What was it all about? Looking back, I speculate that some years earlier than 1962, there had been a scandal of neglect or worse, and the health minister  demanded a mechanism by which inmates could ventilate their concerns, a “patients’ association” or some such. The formal charade of an annual meeting resulted, and the hospital bigshots could include the all-clear from the meeting in their annual report to the minister. For all I know, those annual meetings continue  to this day, and the aforementioned bank balance  has by now swelled to $80.23 or similar…

After three months I was all a-twitter because my sentence in the hospital was up. But when I inquired about my departure day, they told me, “Not yet.” (The Russian word ‘nyet’ gets the flavor even better).

It was three more months until I finally got the OK to exit.

I was gladness from tip to toe. I packed up my bedside possessions, and Mum collected me in my A40.

We arrived back in Willagee; there was the pine forest stretching across the valley, my home, my sleepout, freedom.

It was what my ego wanted, but my id had other ideas. I came down with my first migraine-style headache. Even now, at 72, I’ve never had another.

Mum rang the hospital, they send a cab to get me, and back I went into Ward 2B, with people getting my meals, taking my temperature, and feeding me pills.   

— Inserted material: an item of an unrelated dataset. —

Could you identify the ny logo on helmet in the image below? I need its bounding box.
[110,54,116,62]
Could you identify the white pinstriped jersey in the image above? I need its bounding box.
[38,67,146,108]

I stayed in 2B another week, and they released me again back into the wild. No migraine this time.

Mum had been driving my car for six months, ignoring the vibrations from the  front end.   That first day, I drove it to a garage, cursing Mum as the steering wheel danced in my hands. The foreman said he’d do a four-wheel balance. He took off the right front wheel, and saw the entire problem: that tyre was misaligned. But he insisted I pay for the whole four-wheel balancing job. Back in the wild, one must  be wary of predators.

I sort-of hated my hospital stay. But looking back, that youngster had some fun and maybe learnt a few things in Ward 2B.